Kürzlich war ich bei meinem dicken Kumpel Wulf in Freiburg zu Besuch,
wo wir natürlich einer unserer gemeinsamen Lieblinxbeschäftigungen
nachgegangen sind - dem Durchwühlen von Vinyl-Grabbelkisten. Dabei
fand ich auch diese Scheibe, die garnicht so schlecht ist. Aber meinem
Frieden mit Hawkwind habe ich ja bereits vor einiger Zeit wieder gemacht.
(01.06.2011)
|
| Mickey Jupp: "Juppanese"
(Stiff, Okt. 1978) |
| Ein
Meisterwerk des Pubrocks - und trotzdem ein kommerzieller Misserfolg.

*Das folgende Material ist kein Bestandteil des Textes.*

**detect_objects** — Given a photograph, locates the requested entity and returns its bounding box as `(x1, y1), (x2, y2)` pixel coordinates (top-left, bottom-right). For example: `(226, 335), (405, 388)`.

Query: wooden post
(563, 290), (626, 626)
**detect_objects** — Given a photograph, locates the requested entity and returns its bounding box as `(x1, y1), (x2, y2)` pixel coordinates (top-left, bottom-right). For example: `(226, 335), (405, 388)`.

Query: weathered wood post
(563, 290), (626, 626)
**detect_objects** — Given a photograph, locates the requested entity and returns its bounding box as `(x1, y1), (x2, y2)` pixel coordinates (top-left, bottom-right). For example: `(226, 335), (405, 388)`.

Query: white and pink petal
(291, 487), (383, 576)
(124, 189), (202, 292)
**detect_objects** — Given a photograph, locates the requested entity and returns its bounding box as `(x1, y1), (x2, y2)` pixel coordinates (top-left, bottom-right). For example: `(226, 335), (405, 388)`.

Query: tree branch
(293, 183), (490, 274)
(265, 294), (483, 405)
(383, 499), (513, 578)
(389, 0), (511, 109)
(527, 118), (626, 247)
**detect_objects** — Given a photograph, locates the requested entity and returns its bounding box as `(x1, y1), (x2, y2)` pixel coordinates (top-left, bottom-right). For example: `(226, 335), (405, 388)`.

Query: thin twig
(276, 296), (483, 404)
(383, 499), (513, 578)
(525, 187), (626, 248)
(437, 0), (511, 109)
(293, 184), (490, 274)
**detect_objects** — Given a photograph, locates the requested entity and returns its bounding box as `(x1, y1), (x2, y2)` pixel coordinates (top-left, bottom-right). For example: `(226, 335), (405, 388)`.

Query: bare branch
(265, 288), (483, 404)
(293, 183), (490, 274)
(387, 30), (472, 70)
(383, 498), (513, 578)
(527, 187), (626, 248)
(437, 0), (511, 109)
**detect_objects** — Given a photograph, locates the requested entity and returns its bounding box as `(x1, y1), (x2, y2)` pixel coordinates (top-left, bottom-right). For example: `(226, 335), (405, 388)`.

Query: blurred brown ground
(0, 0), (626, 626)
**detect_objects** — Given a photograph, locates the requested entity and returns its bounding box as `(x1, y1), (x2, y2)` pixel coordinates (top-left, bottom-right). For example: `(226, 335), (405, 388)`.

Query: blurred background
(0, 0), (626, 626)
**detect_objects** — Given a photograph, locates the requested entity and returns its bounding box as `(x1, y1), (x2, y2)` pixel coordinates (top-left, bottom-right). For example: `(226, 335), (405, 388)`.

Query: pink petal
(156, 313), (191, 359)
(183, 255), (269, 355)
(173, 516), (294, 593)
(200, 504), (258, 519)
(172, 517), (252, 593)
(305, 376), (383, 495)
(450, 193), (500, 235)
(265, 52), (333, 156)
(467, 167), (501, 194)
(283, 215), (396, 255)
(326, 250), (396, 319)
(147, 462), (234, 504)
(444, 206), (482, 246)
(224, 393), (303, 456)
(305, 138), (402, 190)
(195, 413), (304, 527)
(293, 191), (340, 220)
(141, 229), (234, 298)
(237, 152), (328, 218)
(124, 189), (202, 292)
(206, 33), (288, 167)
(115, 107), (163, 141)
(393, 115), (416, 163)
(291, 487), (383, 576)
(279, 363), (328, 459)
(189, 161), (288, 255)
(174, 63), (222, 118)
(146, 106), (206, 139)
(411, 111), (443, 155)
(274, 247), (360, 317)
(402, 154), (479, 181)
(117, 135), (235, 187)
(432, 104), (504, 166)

Seite 1 wurde von Nick Lowe produziert und
mit der kompletten Rockpile-Gang
eingespielt (Lowe, Dave Edmunds, Billy Bremner, Terry Williams), Seite
2 ist unter der Aufsicht von Gary Brooker
(Procol Harum) mit Gitarrist Chris Spedding entstanden. |
| Richard & Linda Thompson:
"First Light" (Chrysalis, Nov. 1978) |
| Eine
weitere feine Platte des englischen Folkrock-Ehepaars nach dreijähriger
Pause inkl. Labelwechsel. Auch die Begleitmusiker hatten größtenteils
gewechselt. Neben dem verbliebenen alten Fairport-Kollegen Simon Nicol
spielten drei Amerikaner: Jazzkeyboarder Neil Larsen und die Studiocracks
Andy Newmark (dr) und Willie Weeks (bg). |
| Ian Matthews: "Stealin´
Home" (Ariola/Rockburgh, Dez. 1978) |
| In
den ausgehenden 70ern und frühen 80ern klang auch der ehemalige Folkie
Ian Matthews sehr rockig. Nach zwei erfolglosen Platten in den USA bei
CBS war er zurück in England und nahm dort diese schöne Platte
mit Bryn Haworth (g), Phil Palmer
(g), Rick Kemp (bg) und Jim Russell (dr) auf. Wie immer
hat Matthews ein glückliches Händchen bei Coverversionen, u.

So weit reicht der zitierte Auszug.